Living in the suburbs could be affecting your weight, study shows
Published Wednesday, January 15, 2014 8:58AM EST
Last Updated Wednesday, January 15, 2014 10:19AM EST
The type of neighbourhood you live in could be impacting your weight and health, according to a new study.
Researchers have found that the "walkability" of a neighbourhood is linked to the rate of obesity and diabetes in the area – with individuals who live in areas where they're highly dependent on cars being up to one-third more likely to develop the health conditions.
"It's no secret that obesity rates have been climbing and it's partly because we're sedentary," says Dr. Gillian Booth, an endocrinologist at Toronto's St. Michael's Hospital and the study's lead author.
Booth told CTV's Canada AM on Wednesday that a number of suburban neighbourhoods in the Greater Toronto Area are often designed in a way that discourages walking.

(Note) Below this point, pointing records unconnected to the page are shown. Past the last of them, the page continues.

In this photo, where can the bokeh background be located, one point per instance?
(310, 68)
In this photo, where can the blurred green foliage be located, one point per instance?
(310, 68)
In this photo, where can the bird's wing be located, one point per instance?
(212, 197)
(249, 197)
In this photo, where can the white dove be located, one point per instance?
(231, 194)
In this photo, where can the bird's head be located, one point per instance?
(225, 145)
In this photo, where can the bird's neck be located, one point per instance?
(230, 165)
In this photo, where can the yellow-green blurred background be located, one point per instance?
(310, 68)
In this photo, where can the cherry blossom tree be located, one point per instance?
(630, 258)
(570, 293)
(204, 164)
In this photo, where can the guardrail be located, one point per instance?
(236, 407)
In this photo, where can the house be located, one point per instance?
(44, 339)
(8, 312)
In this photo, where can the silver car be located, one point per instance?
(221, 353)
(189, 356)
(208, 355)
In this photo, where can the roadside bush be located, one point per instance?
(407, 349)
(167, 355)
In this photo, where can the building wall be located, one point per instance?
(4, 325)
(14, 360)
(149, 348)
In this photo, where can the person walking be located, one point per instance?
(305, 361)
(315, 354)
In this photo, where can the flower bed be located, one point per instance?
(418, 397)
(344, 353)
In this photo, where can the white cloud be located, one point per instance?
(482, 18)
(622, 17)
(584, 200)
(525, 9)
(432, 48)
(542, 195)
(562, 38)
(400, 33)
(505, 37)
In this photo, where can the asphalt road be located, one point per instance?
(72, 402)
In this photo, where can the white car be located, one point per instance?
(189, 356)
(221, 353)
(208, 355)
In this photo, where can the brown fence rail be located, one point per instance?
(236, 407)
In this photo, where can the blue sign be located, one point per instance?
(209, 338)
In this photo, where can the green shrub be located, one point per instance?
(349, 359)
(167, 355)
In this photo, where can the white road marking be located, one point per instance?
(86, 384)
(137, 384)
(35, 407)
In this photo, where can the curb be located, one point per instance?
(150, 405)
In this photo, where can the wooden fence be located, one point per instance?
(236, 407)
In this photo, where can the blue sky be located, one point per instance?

She said these areas are typically sparsely populated and don't have well-connected streets.
Often, suburban neighbourhoods also have zoning bylaws in place that don’t allow for retail stores or services to be located within the residential areas, she added.
"In these areas, people are twice as likely to drive and much less likely to walk or take transit," Booth said.
The study, published in the online journal PLOS ONE on Tuesday, examined the different neighbourhoods within Toronto, and indexed each area based on density, the number of retail and service destinations within a 10-minute walk, and street connectivity.
Areas with the highest density and greatest number of destinations within walking distance were home to residents who were most likely to walk, bike or take transit, and had the lowest rate of diabetes.
Booth said she hopes urban planners and policy makers keep the study in mind when designing new neighbourhoods.
"We've pretty much engineered physical activity out of our lives," she said. "We make choices every day to use escalators instead of stairs, or drive when we could walk.
"I think people have to make more opportunities during their day, whether at work or home, to move more."